Dundee

by WBlackwell on August 13, 2024

My hotel, the Sleeperz, is the best of locations.  Directly above the rail station and with a Tesco market on the first floor.  Close to the major waterfront attractions and the heart of the city.  I needed to stretch muscles after hauling the luggage and the relatively short train trip so a walk along the river seemed ideal.

Under the Tay Bridge

Oil rig in for maintenance

Launched in 1824 it now serves as a museum albeit without masts

A nice water park with kids, all in wetsuits because we are in Scotland, were having a blast

Look up

A not very curious or loving father sent his daughter to the get water from a local well.  She never returned so he sent a second daughter.  When his ninth daughter failed to return he finally decided to investigate and, to his horror, saw a dragon sleeping with all his daughters partially eaten corpses around it.  He gathered his neighbors and lead by father and one daughter’s lover, Martin, they attacked the dragon which Martin killed.  Hence the Dundee Dragon legend was born

info from Dundee City Council: “The statue commemorates the 1878 escape and subsequent safe recapture of a polar bear [named Bruin], one of two brought from Davis’ Straits by a local whaling ship and bought for exhibition in Commercial Street by a Mr Woods. According to contemporary reports the escapee was one of two housed in a wooden box with an iron grating which slipped off the barrow transporting them and broke open.

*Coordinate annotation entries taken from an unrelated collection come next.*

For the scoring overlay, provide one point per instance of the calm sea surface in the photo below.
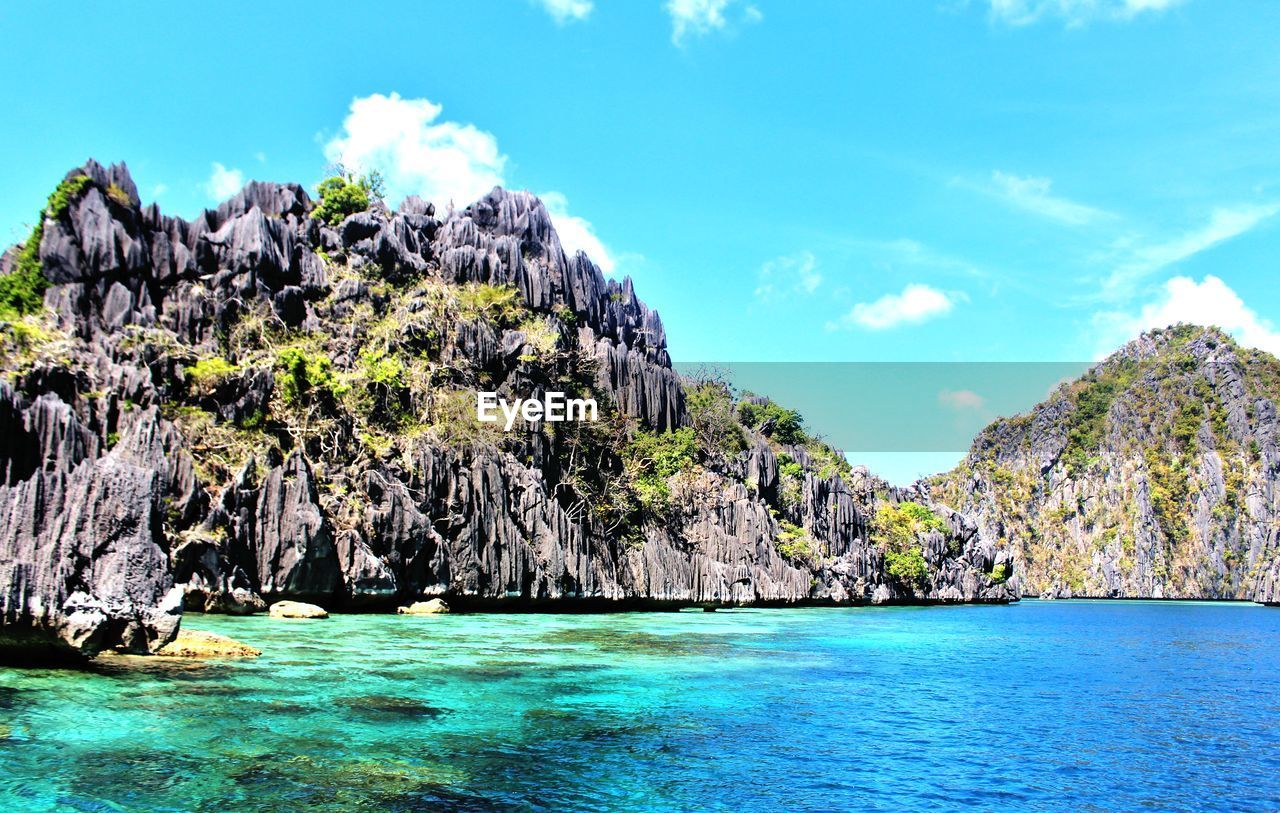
(1082, 706)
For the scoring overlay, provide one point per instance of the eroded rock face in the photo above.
(129, 467)
(83, 560)
(1153, 476)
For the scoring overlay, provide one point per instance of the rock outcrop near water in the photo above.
(277, 402)
(1156, 475)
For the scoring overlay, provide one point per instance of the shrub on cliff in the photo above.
(711, 412)
(342, 196)
(775, 420)
(305, 373)
(653, 457)
(23, 289)
(896, 529)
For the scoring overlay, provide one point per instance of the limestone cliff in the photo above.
(277, 401)
(1155, 475)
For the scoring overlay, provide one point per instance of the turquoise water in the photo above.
(1091, 706)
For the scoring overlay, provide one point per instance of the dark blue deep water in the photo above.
(1069, 706)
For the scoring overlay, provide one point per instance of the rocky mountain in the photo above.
(277, 401)
(1155, 475)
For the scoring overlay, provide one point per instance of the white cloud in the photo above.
(575, 233)
(961, 400)
(442, 161)
(566, 10)
(792, 274)
(1142, 260)
(1183, 300)
(918, 302)
(224, 182)
(1034, 195)
(1074, 12)
(702, 17)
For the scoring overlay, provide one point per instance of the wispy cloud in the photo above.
(1183, 300)
(787, 275)
(1073, 12)
(1136, 260)
(417, 152)
(918, 302)
(1034, 195)
(566, 10)
(223, 182)
(703, 17)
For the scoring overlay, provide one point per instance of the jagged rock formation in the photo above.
(1152, 476)
(264, 405)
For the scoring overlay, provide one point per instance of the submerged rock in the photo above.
(297, 610)
(430, 607)
(201, 644)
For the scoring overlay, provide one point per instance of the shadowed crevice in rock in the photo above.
(132, 469)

After scaring off on lookers and barging into a High Street clothes shop the bear was tempted out by a piece of beef and safely recaptured. The iceberg element refers to the precarious future faced by polar bears while the figure is Mr Jamieson, the haberdashery shop owner.” David Annand notes that “John Gray thought it a good idea to mount them on an iceberg so that the bear is reaping revenge on humanity for destroying its habitat.”

Desperate Dan is a wild west character in the now-defunct Scottish comic magazine The Dandy. He made his appearance in the first issue which was dated 4 December 1937 and became the magazine’s mascot He is apparently the world’s strongest man, able to lift a cow with one hand. The pillow of his (reinforced) bed is filled with building rubble and his beard is so tough he shaves with a blowtorch. He’s accompanied by Dawg & Minnie the Minx

And then there’s Oor Wullie.  a Scottish comic strip published in the D.C. Thomson newspaper The Sunday Post. It features a character called Wullie; Wullie is a Scots nickname for boys named William, hence a favorite of mine. His trademarks are spiky hair, dungarees and an upturned bucket, which he uses as a seat: most strips since early 1937 begin and end with a single panel of Wullie sitting on his bucket.  You’ll find him all over the city with the first one in a law office

Penguins are also found around the city. This connection traces back to the RRS Discovery situated at Dundee’s waterfront. Its inaugural expedition was to the British National Antarctica – the homeland of the penguin!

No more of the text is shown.